Abstract
Background:
Decreases in Medicare reimbursement have been noted among many medical specialties. An in-depth analysis of the subspecialty of orthopaedic sports medicine is needed to determine changes in Medicare reimbursement in this field.
Purpose/Hypothesis:
The purpose was to elucidate the trends in inflation-adjusted Medicare reimbursement for orthopaedic sports medicine procedures between 2000 and 2020. It was hypothesized that Medicare reimbursement decreased substantially during the study period.
Study Design:
Economic decision and analysis; Level of evidence, 4.
Methods:
The Physician Fee Schedule Look-up Tool was used to extract Medicare reimbursement information between 2000 and 2020 for 67 procedures related to orthopaedic sports medicine. These values were adjusted for inflation using the Consumer Price Index. The compound annual growth rate (CAGR) was calculated to measure the annual rate of change, and descriptive analyses were performed using the Student t test.
Results:
Between 2000 and 2020, inflation-adjusted Medicare reimbursement for the 67 included procedures decreased by an average of 33% (CAGR = –2.2%; R 2 = 0.78). Reimbursement decreased for procedures related to the shoulder and elbow by 34% (CAGR = –2.3%; R 2 = 0.80), for hip-related procedures by 23% (CAGR = –1.4%; R 2 = 0.77), for knee-related procedures by 31% (CAGR = –2.0%; R 2 = 0.81), and for procedures relating to the foot and ankle by 38% (CAGR = –2.5%; R 2 = 0.79).
Conclusion:
Study findings indicated that inflation-adjusted Medicare reimbursement decreased substantially between 2000 and 2020 for orthopaedic sports medicine procedures, ranging from a 23% decrease for hip-related procedures to a 38% decrease for foot and ankle–related procedures. The results of this study could be used to provide further context for health care policy decisions and help ensure sustainable financial environments for orthopaedic sports medicine surgeon.

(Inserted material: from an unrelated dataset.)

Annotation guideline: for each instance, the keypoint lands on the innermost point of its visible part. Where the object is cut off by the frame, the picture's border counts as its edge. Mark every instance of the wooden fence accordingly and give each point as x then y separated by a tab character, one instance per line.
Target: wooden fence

Medicare was established in the United States to provide medical coverage for those aged >65 years and others with qualifying health conditions. It is currently the largest insurer in the United States. 6,8 Since its inception, Medicare has been rapidly expanding alongside the growing elderly population. 16 When Medicare was established in 1965, the median life expectancy in the United States was 70.11 years, whereas it is currently estimated to be 78.81 years. 38 The increasing proportion of patients covered by Medicare provides an impetus for economic study.

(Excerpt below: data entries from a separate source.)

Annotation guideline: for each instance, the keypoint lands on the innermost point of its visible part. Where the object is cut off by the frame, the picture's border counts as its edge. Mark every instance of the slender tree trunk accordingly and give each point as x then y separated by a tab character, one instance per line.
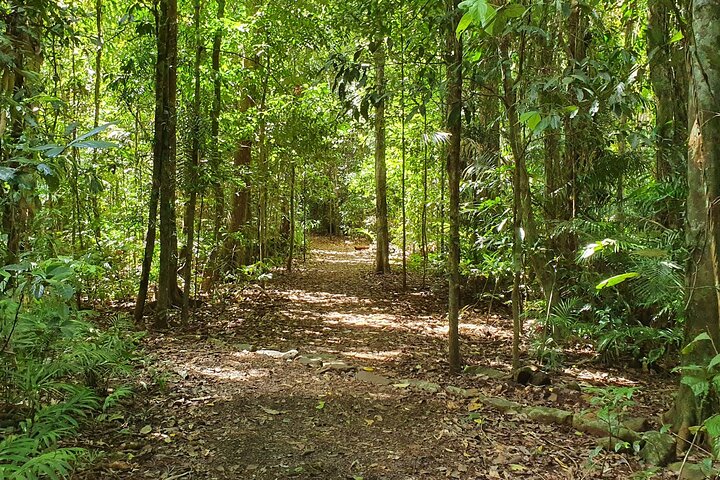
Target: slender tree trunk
291	239
702	314
193	164
454	127
423	226
96	113
165	149
403	151
215	125
538	261
382	258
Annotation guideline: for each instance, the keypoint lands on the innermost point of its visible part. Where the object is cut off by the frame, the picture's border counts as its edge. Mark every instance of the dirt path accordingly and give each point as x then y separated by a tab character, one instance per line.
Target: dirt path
218	411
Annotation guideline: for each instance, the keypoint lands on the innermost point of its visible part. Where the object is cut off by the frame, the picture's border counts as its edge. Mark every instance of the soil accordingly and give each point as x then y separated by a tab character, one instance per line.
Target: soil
207	407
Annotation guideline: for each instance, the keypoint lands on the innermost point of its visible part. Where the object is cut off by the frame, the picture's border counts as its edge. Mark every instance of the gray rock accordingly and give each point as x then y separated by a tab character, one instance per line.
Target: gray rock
638	424
309	361
289	355
463	392
550	416
422	385
502	404
599	428
485	372
373	378
658	448
337	365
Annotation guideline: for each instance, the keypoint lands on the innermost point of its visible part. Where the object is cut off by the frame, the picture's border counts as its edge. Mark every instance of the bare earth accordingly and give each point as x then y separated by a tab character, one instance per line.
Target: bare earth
210	409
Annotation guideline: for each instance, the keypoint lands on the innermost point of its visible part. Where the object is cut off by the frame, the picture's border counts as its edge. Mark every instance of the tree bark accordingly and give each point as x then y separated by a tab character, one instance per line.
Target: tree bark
454	127
191	169
165	151
668	77
382	255
702	312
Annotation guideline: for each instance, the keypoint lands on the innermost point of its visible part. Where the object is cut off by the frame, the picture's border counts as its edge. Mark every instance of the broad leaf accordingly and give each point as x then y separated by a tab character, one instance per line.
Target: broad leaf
617	279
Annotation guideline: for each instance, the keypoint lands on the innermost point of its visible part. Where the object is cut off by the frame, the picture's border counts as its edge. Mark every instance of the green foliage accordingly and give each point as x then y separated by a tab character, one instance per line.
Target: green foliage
57	368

Within Medicare, orthopaedic surgeons are reimbursed a professional procedural fee based on the specific service performed. Each procedure carries a corresponding Current Procedural Terminology (CPT) code that is specific to each medical procedure and service. Each CPT code has an assigned physician reimbursement according to the valuation of the relative value units (RVUs) determined by the relative value update committee (RUC). 15 These payments are also adjusted by geographic region.
Decreasing Medicare reimbursement has been noted among many specialties. 13,18,20,21,32,33 Furthermore, many orthopaedic surgery subspecialties including total joint replacement, trauma, hand and wrist, and shoulder have reported decreases. 17,19,28,36,40 While these subspecialties have been well defined, there is a paucity of literature regarding Medicare reimbursement in orthopaedic sports medicine. One such applicable study by Moore et al 29 examined arthroscopic procedures and reported a 30% decrease in reimbursement for the included 20 procedures. Notwithstanding, Moore et al 29 examined a limited number of specific arthroscopic procedures.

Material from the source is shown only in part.